7—
Intensification
When an action consists of a series of similar scenes, the weakening effect of
repetition is compensated for by introducing some sort of intensification . The prime
example of this is the series of battles in the Sack of Troy. There are detailed
descriptions of the fights in which Androgeus is involved (370-85), the fight for
Cassandra (402-34), the battle for the citadel (453-505), Priam's last fight (505-58).
Not only is the pathos more intense in the second scene compared with the first –
Coroebus' despair at the sight of his betrothed, whom he has been searching for
everywhere; but also, in contrast to the first fortunate outcome, there now comes the
first serious defeat. Also, in contrast with the unknown Androgeus we now have on
the battlefield the chief heroes of the Achaeans, Ajax and the Atrides. Neoptolemus
is reserved for the hardest fighting, which follows, and this in turn intensifies the
action, as the partial defeat in the second scene is followed by the decisive defeat
when the citadel is stormed.
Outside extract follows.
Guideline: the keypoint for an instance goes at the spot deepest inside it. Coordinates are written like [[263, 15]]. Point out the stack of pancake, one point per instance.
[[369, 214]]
Here, again, the finale consists of the greatest possible
330 disaster, the death of the king himself. We have discussed this above on p. 23ff. In
the Dido scenes in Book 4 the climax leading up to the end is provided by the
material itself. In the competitions in Book 5, after the highly dramatic and emo-
tional boxing-match it was hardly possible to intensify the pathos any further.
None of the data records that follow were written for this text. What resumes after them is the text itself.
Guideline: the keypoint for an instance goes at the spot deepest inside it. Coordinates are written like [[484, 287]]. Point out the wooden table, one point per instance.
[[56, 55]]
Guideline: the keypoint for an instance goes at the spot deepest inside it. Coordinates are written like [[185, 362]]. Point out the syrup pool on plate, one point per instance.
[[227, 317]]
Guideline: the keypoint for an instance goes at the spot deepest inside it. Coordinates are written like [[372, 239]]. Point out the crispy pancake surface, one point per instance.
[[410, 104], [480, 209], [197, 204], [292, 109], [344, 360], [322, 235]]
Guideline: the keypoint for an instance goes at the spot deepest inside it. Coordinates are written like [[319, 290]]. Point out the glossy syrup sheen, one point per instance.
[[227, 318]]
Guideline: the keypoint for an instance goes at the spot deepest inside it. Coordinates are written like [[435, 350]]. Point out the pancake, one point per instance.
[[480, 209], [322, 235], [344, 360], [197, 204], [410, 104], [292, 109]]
Instead, for the last competition, Virgil invents Acestes' miraculous feat, thereby
raising the mood to the higher level of the portentous and supernatural Intensification is
carried out most carefully where it is most urgently required, in the battle-descriptions
in Books 9-12; I have referred to this repeatedly in my analysis above (p. 142ff.).
Comparison with the battle-descriptions in the Iliad is particularly instructive here.
Moreover, the principle applies not merely to the individual groups of scenes, but
to the lay-out of the whole work; or at least Virgil intended it to. The first half of the
poem ends with the most sublime passage of the whole work, the Parade of Heroes
and Anchises' prophecies. However, compared with this first half, the second half is
supposed to appear even more elevated and more splendid: maior rerum mihi nasci -
tur ordo , maius opus moveo (7.44) [a graver sequence of events opens before me,
and I now begin a grander enterprise]. In fact, it does not convey this effect, and it is
also doubtful whether Virgil was satisfied that he had achieved his objective. He
was writing from the contemporary standpoint which regarded the celebration of
war as the epic writer's greatest task. Books 7 and 8 are devoted to the preparations
for battle; Books 9 and 10 describe the first battles and culminate in Aeneas' first
great feat, the fall of Mezentius; after the excitement has dipped a little in Book 11,
so that another rise is possible, this leads in Book 12 to the climax of the whole
work, the death of Turnus. On this high spot the long road reaches its ending. It can
never have entered Virgil's head that he should go on to narrate the peaceful
consequences which must have followed Aeneas' victory.